また、師匠の今成氏の「感性を磨け」という考え方は、大学で教わった先生の方針や、何より田代さん自身のやりたいことと共通する部分も多かった。
約5年住み込みで働き、特にろくろの扱い方、窯の焚き方などはその時期に習得した部分が大きい。また、土の入手先、作品をどこに卸すかなど「陶芸家」の仕事についても学んだ期間だったそう。
手間も時間もかかるが、目指す焼き物に仕上げるために必要な工程

修行期間を経て、独立を意識しはじめ、関西に戻る事も考えているときに、たまたま現在の工房が見つかったため、益子で独立することにした田代さん。2007年のことだった。
田代さんは、電動ろくろで成形し、手回しろくろで器を仕上げる。電動ろくろも回転速度の調整ができるため、最初は高速や中速、仕上げでは低速にするなど、最初から最後まで電動ろくろを使う陶芸家も多い。しかし、この仕上げを手回しろくろで行うのが、田代さんのこだわり。
「電動ロクロだと、ゆっくり回しても規則的になってしまい、自分の作る器の形だとどうしても冷たい印象になってしまいます。手回しろくろなら時間はかかりますが少し回転が変則的になるので、温かみを持たせる事ができます。」
また田代さんの作る器は、薄づくりで繊細なフォルムのものが主。しかし益子の土は砂気が多く粘性が少なく割れやすい性質があり、そのため「益子焼」は厚みがある見た目のものが多い。そこで田代さんは、益子の土に他の産地の土を混ぜることで、自らの作品に適した粘土を作っている。
「シンプルでありながら質感を重視した『表情豊かな』器作りを心がけています。ただ、あくまでも器は道具で、食材が主役だと思っているので、その器に食材を盛り付けた時にどう映るかに重きを置いています。器自体の主張は控えめにする事。収納のしやすさ。結果、長く付き合って飽きのこないモノになると思います。」と田代さんは話す。
素焼きをせずに釉薬をかける「生掛け」

「表情豊かで柔らかい質感を出したい」という田代さんは、焼き方にもこだわる。
一般的な陶器の作り方は、土で器の形を作り、乾燥させてから、一度低温で焼く。これを「素焼き」と呼び、素焼きのあとに釉薬をかけ、その後「本焼き」をして色をつけていく(素焼きの後に色を付ける下絵付けという技法もある)。素焼きをすることで、器の強度が高まり吸水性も上がるので、液状の釉薬をかけた際にも器が崩れることはなく、生地に釉薬を密着させることができる。
しかし田代さんは、この素焼きをせず、「生掛け」と呼ばれる器が半乾きの状態で釉薬をかけて、本焼きをする手法を取っている。
しかし、薄いフォルムでしかも、半乾き状態の土で作られた器の強度は低い。そこに液体の釉薬をかければ、形が崩れやすいのも当然だ。また、形を崩さずに釉薬をかけても、その後で問題が起こりやすい。器そのものの土には水分が含まれているので、乾燥、焼成で水分が蒸発し収縮する。しかしその時点で釉薬はさほど収縮しないため、生地から剥離しやすくなってしまう。素焼きをしていれば、吸水性のある状態(乾いた土の器)に液体(釉薬)をかけることになるので、水分を吸い込み、収縮率もほぼ同じなので器と釉薬の密着度は高まるのだが、田代さんあえてそれをしない。
「特殊なことをやっていたので、独立して3年くらいは全然うまくいかなくて…。住み込みで修行していた期間よりずっと辛かったですね」と田代さん。

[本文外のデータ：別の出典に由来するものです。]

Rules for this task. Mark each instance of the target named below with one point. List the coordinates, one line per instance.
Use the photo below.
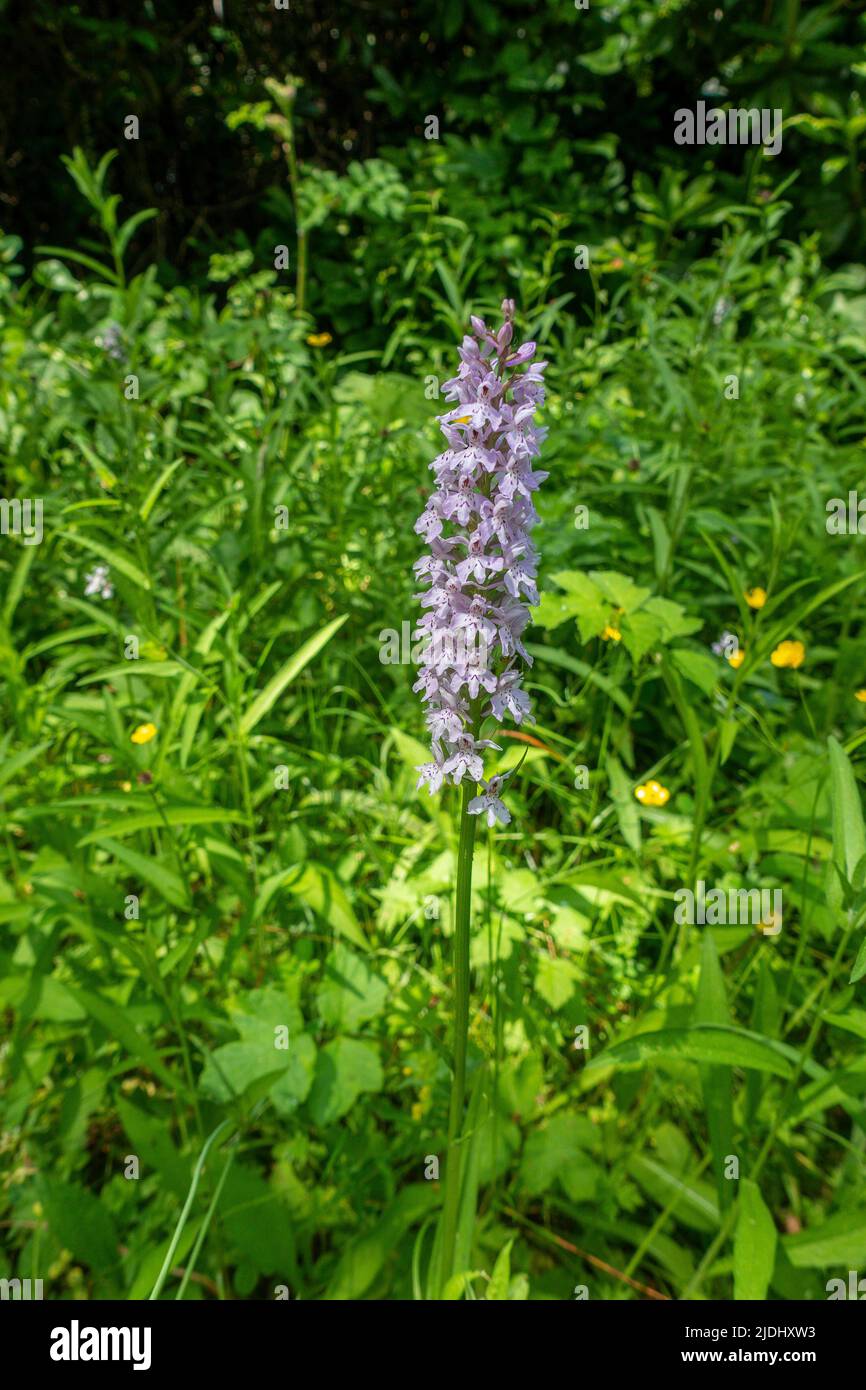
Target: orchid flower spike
(478, 571)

なぜわざわざ、そのような難易度の高い手法を選んだのか。
それは田代さんが師事していた今成氏にあった。もともと陶芸家としての今成氏のルーツは、岡山県の備前焼。備前焼は、素焼きをせず、釉薬もかけずに、高温で長時間焼くのが特徴で、今成氏の元で学んだ田代さんも、この「焼締め」と呼ばれる技法をメインで修行した。その過程で師匠が時折行っていた「生掛け」の技法にも注目。他とは違った自分らしい作風を目指したいという気持ちもあり、独自の表現の幅が広がると考え、焼締めに加えて「生掛け」を積極的に取り入れ始めたのが苦労の始まりだったのだ。
土の配合や釉薬の種類、その濃さや厚み、何度も失敗を繰り返しながら、それぞれの配合を試行錯誤。釉薬を器の内側だけに施す手法をベースにしながら、田代さんの理想の器のフォルムや質感を追求していった。内側だけ釉を施すことで形状を保ち、外側は柔らかな土の質感としている。微調整を重ねながら、現在では外側に刷毛で土を塗り、内側にはコンプレッサーで釉薬を付け足すなど行いながら、田代さんが思い描く「表情豊かな質感」を生み出している。
刷毛で塗ったり、コンプレッサーで吹き付けたりするのは時間と手間がかかる。薄づくりにすると歪みやすいリスクもある。それでも、その手間ひまを乗り越えた先にある仕上がりの質感や風合いの変化を田代さん自身が楽しみながら、目指す器を形にするため日々試行錯誤を重ねている。
その技法に名前があるのか尋ねると「名前は決めていないですね。一発焼きみたいなもので…」と微笑む。
華奢なフォルムに素朴な土の質感。そして均一化された製品には見られることのない、釉薬の濃淡や流れ方。一見シンプルなようでいて、細部まで手をかけ尽くした田代さんの技術と思いを感じずにはいられない。
新たなチャレンジも視野に、価値を感じてもらえるものを作る

毎年春と秋に開催される「益子陶器市」にも欠かさず出店している、個展や企画展などの活動も多く、着実に器のファンを増やし続ける田代さん。
今後の展望について尋ねると「昨今の資材等の値上がりから苦労する部分もあります。ただその中でも如何に自分ならではの感性・技術で表現し続け、価値を感じてもらえるものを作ったいけたらと思います。」とのこと。
現在の工房では、妻の鈴木宏美さんも、陶芸家として活動している。お互いに気に入っているこの益子の地で活動を続けたいという。
2022年には「茨城県陶芸美術館」に器と花器(かき)が収蔵された。県内外のフレンチや洋食店でも、田代さんの器を使いたいという依頼もある。
そうしたきっかけから、宇都宮市内のフレンチレストランをはじめ、洋食店などとの付き合いも増えてきた。「“特別な食事をする場所”で自分の器が使ってもらえることは大変うれしい」と話す田代さん。レストランとの打ち合わせや納品で現場に赴いた際、その場所から受ける刺激やインスピレーションは現在の制作コンセプトにも活かされ、試行錯誤の末にたどり着いた器たちは、確実に人の心を魅了するものへとなっている。
これからは器だけでなく、大学生のときに学んでいたオブジェやインテリア関係など造形的な作品を手掛け、自分の幅を広げていきたいという田代さん。新たな展開にも期待が高まる。